Any audio processor that adds significant nonlinearity to a signal can be used. This includes amps with tubes or transformers, certain compressors etc. For example, I’ve read that some mixing engineets love the sound of transformers so much that they have made DIY transformer-on-a-wire cables, and just use these to inject ”fatness” into any channel they want…
Now then, which particular flavour of nonlinearity sounds pleasing and desirable to you? That’s a much more difficult question to answer…
One relatively cheap source of nonlinearity can be a tube mic preamp (doesnt have to be a boutique tube amp!) . I use one dbx 386 with upgraded ”vintage” tubes inside, and it works pretty great as a stereo DI box… especially love it on A4.
@tsutek would you have any source on this ? Feels like interesting reading
Ahh sorry no. Its just something I remember reading about in the last 18 years of my ”research”
You know how it goes, you pick up bits and pieces along the way, and in the end you cant remeber exactly where each nugget in your head came from…
However I don’t have reason to doubt this. Certain transformers add nice ”hair” to high freqs and can introduce euphonic low freq distortion. It’s just a matter of being intimate with transformers and knowing which (sowter, cairnhill, lundahl, custom? etc) tranny gives what kind of an effect. Obviously the trannies that are considered ”high end” will behave more linearly…
Empirical Labs Distressor is a famous one.
There is now a UAD approximation of it.
Do you mean Dreadbox?
This can be it’s very own wormhole and can cost an absolute fortune. Thermonic Culture have a variety of products, but the Culture Vulture is often raved about. It does cost a few Heat’s though, but as others have said above, it depends on what sounds good to you. Overdriving the inputs on an analog mixing desk, using the gains on a dj mixer…and I have not even mentioned plug-ins.

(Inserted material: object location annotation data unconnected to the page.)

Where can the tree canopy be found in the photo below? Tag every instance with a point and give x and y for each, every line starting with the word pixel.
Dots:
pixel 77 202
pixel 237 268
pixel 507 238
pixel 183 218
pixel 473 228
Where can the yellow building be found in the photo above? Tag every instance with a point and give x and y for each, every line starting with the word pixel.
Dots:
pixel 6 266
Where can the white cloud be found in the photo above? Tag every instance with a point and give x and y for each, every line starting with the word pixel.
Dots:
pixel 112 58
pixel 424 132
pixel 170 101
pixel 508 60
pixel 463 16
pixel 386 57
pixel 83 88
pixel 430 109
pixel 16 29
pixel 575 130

How about an old tape deck? I used to have a Tascam Portastudio and I rather liked the sound it imparted. I sold it to help fund my Octatrack but have been thinking about getting another one or some Panasonic or Sony tape deck just to give my tunes an added layer of noise.
More filth than warmth, but this looks cool http://www.ratdistortion.com/product/366/rat-tail-distortion
also remember that ”warmth/fatness” is a very vague description, and even certain forms of processing, such as strategic subtractive EQuing (with a razor sharp digital eq no less!), can result in a perception of added warmness etc. You’d be surprised what a difference it can make sometimes to tame wild resonances from a signal, it can sometimes sound like running through some ”mojo adding” hardware
However, this opinion is not sexy, its boring… you don’t need new gear to do this
check out fusion box
Do you have one?
I almost bought one but then noticed the constant clicking noise and artifacts caused by the BBD chips. Do you feel its annoying in practice when using the unit?
I even emailed ericasynths, asking them to consider making a version of fusionbox with more BBD chips inside, in order to get rid of the BBD artifacts…
Have to admit, that tube amp stage and the flanging on the fusionbox sounds glorious though!
Personally use a Niio Analogue Track Thickener… kind of a rack version on the AHeat. Stereo, 5 saturation types. mild cross-over filter and modular like combining of clean and distorted paths, VCA with amplitude envelope & trigger input(nice), passive 2 band eq. A newer version called Iotine Core with more advancements might be easier to source.
Old Boss KM- and BX-series mixers, and many other older analogue mixers too, in fact.